このコンパクトさに憧れた方も多かったはず。
1997年、Cometのコードネームで知られた「PowerBook2400シリーズ」は、本当の意味でのApple初の「モバイル(サブ)ノートパソコン」でした。スペックは W266×D213×H47mmで1.98kg、お値段はなんと438,000円!今では考えられない価格ですが、それでも飛ぶように売れたのは、Appleが販売していたノートPCで、モバイル環境で実用になる機種はこれしかなかったからです。(例えば上位機種のPowerBook 3400cは W293mm×D240×H66mm、3.2Kgで、とても気軽に持ち歩けるものではなかった)

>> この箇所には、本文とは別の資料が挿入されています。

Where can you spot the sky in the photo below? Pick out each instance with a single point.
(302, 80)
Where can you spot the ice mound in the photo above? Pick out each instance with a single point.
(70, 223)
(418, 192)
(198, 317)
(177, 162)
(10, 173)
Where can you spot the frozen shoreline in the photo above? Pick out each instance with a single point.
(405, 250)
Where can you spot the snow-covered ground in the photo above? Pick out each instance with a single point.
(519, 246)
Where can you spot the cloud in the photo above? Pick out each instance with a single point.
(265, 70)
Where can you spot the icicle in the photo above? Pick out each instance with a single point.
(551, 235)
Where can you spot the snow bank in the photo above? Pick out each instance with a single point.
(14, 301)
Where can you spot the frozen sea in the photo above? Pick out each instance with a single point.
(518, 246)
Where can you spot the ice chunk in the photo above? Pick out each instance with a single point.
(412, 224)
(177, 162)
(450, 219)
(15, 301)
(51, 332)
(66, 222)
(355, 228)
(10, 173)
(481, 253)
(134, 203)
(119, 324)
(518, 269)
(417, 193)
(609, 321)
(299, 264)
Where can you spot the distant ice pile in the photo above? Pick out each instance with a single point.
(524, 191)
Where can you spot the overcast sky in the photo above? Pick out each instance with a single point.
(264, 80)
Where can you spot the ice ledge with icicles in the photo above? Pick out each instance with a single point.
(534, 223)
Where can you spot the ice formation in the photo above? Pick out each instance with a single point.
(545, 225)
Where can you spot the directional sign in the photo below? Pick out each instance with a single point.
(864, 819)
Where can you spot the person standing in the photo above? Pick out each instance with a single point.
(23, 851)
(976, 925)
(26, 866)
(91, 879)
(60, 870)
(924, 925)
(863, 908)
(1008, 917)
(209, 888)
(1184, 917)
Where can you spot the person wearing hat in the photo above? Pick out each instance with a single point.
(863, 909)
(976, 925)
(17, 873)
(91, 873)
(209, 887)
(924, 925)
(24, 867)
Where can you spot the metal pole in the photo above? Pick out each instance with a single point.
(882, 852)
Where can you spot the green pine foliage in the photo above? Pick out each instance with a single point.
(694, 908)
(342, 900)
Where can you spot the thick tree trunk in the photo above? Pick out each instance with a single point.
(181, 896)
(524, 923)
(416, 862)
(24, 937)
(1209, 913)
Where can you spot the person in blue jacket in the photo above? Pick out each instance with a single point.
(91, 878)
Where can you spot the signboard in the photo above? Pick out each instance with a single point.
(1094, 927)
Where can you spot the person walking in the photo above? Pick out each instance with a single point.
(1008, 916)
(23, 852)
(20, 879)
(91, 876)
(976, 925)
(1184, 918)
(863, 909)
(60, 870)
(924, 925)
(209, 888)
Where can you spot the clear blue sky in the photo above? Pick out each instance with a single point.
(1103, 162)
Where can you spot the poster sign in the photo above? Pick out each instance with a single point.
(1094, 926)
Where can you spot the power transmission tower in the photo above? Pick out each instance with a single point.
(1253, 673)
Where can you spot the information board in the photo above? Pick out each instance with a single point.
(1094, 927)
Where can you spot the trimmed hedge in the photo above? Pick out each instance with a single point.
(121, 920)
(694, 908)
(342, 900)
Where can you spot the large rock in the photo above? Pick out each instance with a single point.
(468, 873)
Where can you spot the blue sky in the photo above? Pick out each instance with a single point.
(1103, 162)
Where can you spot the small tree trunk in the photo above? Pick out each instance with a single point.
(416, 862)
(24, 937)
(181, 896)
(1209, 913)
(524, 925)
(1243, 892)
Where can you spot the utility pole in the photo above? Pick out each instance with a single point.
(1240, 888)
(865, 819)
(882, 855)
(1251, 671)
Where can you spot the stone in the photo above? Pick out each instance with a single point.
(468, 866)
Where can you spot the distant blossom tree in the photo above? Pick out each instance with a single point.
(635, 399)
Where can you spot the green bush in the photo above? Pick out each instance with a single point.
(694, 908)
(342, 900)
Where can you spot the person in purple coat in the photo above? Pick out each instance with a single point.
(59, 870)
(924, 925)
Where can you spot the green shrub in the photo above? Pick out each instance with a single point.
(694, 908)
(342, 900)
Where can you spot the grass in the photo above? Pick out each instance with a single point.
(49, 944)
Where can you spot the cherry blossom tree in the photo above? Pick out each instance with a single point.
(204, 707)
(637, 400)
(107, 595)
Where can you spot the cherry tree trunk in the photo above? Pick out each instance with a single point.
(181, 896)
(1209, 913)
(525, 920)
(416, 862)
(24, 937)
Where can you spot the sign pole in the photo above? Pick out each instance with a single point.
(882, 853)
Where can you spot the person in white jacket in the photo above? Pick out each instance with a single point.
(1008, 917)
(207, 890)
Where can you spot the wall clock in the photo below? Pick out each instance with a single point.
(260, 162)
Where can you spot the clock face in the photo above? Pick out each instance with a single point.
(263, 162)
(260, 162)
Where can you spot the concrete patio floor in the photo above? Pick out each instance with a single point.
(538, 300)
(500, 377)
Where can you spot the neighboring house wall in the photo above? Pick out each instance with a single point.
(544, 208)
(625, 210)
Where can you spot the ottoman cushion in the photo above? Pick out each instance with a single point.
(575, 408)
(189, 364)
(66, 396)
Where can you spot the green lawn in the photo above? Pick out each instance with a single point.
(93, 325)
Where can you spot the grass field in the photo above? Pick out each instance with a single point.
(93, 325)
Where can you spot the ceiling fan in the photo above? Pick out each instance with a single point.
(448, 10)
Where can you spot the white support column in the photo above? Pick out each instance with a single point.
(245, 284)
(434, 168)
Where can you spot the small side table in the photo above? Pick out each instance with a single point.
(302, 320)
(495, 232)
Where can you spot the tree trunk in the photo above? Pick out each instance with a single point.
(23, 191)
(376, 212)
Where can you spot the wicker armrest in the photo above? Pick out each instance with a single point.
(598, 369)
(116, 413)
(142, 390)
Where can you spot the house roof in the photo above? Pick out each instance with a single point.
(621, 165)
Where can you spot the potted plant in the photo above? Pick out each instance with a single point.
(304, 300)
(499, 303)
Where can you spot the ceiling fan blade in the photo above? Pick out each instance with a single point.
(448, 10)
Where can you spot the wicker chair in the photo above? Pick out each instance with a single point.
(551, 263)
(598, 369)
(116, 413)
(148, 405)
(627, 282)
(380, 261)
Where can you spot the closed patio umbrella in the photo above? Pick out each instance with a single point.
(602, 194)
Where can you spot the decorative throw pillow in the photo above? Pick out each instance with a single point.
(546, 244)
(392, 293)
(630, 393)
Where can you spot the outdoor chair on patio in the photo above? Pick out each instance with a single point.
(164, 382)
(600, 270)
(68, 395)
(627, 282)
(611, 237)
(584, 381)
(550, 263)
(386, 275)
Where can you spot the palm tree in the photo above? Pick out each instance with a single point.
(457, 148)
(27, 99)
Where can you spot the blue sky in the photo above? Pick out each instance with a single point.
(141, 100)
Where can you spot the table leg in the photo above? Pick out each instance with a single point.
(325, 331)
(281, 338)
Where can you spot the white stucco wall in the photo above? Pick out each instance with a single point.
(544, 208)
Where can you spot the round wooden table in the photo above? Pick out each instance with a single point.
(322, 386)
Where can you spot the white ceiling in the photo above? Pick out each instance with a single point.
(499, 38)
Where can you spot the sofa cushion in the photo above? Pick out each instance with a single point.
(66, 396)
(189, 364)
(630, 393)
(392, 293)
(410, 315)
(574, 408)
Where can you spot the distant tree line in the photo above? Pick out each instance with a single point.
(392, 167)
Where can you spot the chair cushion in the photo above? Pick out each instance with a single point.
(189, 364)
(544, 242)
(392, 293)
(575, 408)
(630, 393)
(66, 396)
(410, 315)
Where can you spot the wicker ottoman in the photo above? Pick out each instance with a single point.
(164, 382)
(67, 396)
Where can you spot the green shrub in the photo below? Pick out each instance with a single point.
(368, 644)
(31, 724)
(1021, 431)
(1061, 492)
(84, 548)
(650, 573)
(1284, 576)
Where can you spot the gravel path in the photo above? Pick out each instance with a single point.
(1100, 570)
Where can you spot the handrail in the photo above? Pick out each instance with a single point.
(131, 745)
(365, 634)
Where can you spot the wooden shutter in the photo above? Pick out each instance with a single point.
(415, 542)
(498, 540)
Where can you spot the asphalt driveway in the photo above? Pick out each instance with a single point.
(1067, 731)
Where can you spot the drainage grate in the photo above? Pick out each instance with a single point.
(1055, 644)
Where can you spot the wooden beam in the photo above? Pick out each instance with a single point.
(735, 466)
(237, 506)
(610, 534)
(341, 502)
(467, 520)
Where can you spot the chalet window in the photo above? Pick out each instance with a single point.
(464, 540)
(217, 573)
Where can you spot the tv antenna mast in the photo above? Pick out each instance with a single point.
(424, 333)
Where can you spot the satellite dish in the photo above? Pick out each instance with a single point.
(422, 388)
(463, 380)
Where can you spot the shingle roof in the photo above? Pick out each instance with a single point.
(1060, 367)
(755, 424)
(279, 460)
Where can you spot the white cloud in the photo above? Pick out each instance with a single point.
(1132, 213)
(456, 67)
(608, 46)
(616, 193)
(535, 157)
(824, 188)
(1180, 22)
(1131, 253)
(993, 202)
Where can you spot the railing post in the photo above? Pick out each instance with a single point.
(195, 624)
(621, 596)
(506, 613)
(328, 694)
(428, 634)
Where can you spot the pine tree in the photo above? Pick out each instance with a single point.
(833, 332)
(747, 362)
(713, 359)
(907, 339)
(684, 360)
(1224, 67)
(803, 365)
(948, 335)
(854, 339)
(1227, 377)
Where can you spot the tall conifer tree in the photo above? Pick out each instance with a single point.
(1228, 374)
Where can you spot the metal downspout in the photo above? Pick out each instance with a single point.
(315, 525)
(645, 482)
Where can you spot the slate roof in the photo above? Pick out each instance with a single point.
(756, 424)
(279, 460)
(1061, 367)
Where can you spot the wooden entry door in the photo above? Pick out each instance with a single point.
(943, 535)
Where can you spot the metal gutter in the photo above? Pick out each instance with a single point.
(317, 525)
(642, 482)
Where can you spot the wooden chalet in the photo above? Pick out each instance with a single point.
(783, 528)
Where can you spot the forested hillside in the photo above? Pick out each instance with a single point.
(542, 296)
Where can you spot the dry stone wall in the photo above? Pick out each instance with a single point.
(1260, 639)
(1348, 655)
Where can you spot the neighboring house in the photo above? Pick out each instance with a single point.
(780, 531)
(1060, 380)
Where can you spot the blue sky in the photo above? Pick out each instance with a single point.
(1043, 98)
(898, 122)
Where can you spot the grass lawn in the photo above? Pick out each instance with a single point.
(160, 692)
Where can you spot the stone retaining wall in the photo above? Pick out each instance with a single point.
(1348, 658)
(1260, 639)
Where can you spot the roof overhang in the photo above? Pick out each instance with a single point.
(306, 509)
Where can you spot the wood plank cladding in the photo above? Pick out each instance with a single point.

当時のAppleの考え方は「少々大きくても重くてもノートパソコンには最高の性能を求める、移動は車なのだからそれらは問題にならない」といういかにもアメリカ的発想で商品開発をしていました。そんな中、日本市場向けに日本IBMと共同で開発したのがこのPowerBook2400です。電車移動の多い日本のユーザーが待ち望んだ、重さ2kgを切るまさに「モバイルパソコン」でした。
しかし搭載CPUはG3より格段にスペックの劣るPowerPC603e、これではデザイン業務では全くのパワー不足です。残念ながら発売当初は見送るしかなかったのですが、後年G3アップグレードカードが登場し、マニアの間でG3へ載せ換える改造が大流行しました。それも落ち着いた2000年頃、手頃な価格で2400c/240(G3改)がヤフオクに出品されているのを発見、状態も申し分無い事から12万円で落札しました。
しかし、ネットで事前に知ってはいたものの、G3カードの発熱はすさまじいものでした。バッテリーは既に寿命だったのでほとんどACアダプタでの使用でしたが、ものの30分もしない内に裏面上部がものすごい熱を帯びてきます。そのまま使い続ければ熱で基盤に悪影響が出るのは明白です。外出先で使用できるかどうかの検証のため、近所のファミレスで試験運用してみましたが、その発熱とバッテリー寿命から30分と持ちません。しかもモニタも800×600ピクセルでは業務では実用的とは言えず、結局再びオークションで売却する事になったのです。
携帯性と性能が一致し、本当の意味での「初のモバイルデザイナー向けノートPC」と言えるのは2001年に発売されたPowerBook G4 Titaniumだと思います。しかし、お値段は359,800円。PowerBook2400より安くなったとは言え、気軽に手が出せる価格ではありません。また、その頃のネット環境はまだまだ貧弱で、数百MBのデータを実用的にやりとりするのは不可能でした。その後CPUがPowerPCからintelに変更されたのに伴い、2006年にPowerBookシリーズはMacBookシリーズへと改変。この頃やっと価格が20万円を切るようになり、携帯性と性能と価格が揃ったという印象です。ネット環境もかなり改善されました。つまりMacBookが発売になった2006年が「モバイルデザイナー元年」と言えるかもしれませんね。